Было такое ощущение, будто Джулия хлебнула пару глотков крепкого вина. В висках разливалось приятное тепло, все казалось немного нереальным, будто чудилось в красочном сне. Очень странном сне.
Джулия невольно пожала плечами:
— Не знаю. Я просто хотела помочь.
Повисла пауза. Лишь слышалось частое сопение Лапушки, и трещал скверный свечной фитиль. Неровный и сырой. Кажется, у владетеля Альфи был дрянной поставщик.
— Помочь мне? После всего, что узнала? Ведь это был твой шанс освободиться… и все еще есть, — Голос Фацио был тихий, надломленный. Слова давались ему с трудом. — Там, внизу, ты была растеряна.
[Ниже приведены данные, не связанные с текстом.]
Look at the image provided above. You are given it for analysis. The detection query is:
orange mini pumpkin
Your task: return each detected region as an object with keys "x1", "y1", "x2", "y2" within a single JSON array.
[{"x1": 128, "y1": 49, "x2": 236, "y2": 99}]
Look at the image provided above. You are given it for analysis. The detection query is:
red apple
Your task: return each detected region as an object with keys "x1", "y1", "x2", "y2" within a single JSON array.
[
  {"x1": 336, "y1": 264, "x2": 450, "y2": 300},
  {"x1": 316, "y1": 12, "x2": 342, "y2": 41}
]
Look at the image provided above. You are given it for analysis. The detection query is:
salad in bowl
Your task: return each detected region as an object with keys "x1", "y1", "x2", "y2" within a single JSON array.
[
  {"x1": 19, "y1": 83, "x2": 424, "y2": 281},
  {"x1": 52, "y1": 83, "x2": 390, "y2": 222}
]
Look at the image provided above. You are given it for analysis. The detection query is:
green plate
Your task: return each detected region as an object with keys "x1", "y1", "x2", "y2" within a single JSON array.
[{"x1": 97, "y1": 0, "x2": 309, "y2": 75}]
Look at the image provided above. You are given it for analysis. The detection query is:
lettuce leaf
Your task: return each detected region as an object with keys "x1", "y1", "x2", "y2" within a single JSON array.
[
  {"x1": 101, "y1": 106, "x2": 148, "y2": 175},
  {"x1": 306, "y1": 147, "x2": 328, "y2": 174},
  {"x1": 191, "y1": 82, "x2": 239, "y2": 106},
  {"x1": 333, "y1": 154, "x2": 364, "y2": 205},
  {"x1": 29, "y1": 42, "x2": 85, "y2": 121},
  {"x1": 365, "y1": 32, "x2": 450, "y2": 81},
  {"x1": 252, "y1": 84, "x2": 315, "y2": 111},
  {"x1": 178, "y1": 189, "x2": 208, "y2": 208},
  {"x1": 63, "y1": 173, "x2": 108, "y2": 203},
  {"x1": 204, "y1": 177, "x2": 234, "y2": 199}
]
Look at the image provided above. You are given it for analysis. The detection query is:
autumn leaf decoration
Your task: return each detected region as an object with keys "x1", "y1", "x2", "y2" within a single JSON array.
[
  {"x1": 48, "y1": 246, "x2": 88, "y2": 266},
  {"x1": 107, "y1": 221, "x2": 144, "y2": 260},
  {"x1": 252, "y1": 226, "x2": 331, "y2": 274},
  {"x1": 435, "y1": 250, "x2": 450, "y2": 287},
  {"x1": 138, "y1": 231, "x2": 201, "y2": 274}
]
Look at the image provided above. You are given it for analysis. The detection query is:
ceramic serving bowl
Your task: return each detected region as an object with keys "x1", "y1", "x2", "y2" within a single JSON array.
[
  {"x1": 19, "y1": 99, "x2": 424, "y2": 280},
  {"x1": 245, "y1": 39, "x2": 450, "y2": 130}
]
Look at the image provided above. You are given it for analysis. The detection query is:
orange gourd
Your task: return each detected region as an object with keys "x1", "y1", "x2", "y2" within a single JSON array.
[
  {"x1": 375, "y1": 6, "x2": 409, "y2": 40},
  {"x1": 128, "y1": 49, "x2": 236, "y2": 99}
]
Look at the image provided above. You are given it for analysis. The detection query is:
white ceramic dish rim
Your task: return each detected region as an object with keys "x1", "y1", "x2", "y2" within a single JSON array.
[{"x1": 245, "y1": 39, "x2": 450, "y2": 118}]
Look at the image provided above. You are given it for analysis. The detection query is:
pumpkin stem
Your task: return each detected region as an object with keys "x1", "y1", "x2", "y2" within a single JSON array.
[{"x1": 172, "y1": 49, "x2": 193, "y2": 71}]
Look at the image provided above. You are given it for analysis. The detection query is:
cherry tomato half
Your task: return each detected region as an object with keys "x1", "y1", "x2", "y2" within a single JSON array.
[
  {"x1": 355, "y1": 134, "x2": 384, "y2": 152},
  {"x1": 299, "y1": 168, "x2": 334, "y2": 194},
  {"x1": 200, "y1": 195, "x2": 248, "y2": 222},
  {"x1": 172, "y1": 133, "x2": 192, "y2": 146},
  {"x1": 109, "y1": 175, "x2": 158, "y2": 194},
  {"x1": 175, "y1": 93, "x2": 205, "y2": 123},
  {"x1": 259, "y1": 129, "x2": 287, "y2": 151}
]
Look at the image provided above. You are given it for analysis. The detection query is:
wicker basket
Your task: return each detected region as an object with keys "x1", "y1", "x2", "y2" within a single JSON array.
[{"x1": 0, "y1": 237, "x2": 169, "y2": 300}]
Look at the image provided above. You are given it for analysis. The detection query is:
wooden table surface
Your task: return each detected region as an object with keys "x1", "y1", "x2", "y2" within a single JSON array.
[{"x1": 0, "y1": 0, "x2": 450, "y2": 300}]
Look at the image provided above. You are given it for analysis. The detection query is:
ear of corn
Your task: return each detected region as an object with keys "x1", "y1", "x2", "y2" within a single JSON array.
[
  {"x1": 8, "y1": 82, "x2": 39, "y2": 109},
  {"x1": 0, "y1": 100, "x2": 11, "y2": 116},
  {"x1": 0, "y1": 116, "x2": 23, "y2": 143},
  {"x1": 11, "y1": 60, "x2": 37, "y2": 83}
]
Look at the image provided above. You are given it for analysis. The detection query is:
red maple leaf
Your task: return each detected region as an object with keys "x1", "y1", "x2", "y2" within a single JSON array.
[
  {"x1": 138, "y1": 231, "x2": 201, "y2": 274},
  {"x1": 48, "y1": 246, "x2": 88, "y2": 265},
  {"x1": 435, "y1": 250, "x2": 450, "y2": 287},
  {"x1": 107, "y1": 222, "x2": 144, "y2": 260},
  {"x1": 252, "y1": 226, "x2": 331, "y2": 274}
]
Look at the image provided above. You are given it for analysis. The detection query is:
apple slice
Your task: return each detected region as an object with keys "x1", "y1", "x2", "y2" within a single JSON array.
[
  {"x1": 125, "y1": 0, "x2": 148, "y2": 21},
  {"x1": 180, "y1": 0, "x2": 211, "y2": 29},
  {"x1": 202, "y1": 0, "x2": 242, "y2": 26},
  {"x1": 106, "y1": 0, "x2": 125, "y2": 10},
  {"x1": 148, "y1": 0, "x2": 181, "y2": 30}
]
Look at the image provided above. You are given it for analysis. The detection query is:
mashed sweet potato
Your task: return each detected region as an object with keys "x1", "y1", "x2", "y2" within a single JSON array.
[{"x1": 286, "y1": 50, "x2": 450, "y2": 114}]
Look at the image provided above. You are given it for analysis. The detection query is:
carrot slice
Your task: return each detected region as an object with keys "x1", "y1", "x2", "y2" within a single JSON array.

Но теперь? Для очистки совести ты могла досчитать до ста, как было приказано. И уйти.
Джулия с трудом поднялась, чувствуя, как глаза разъедают слезы, выпрямилась на стуле, посмотрела в его покрытое испариной лицо:
— Для очистки совести? — Слезы все же покатились по щекам. — Что же это за совесть такая, сеньор? Уйти, зная, что вы умираете?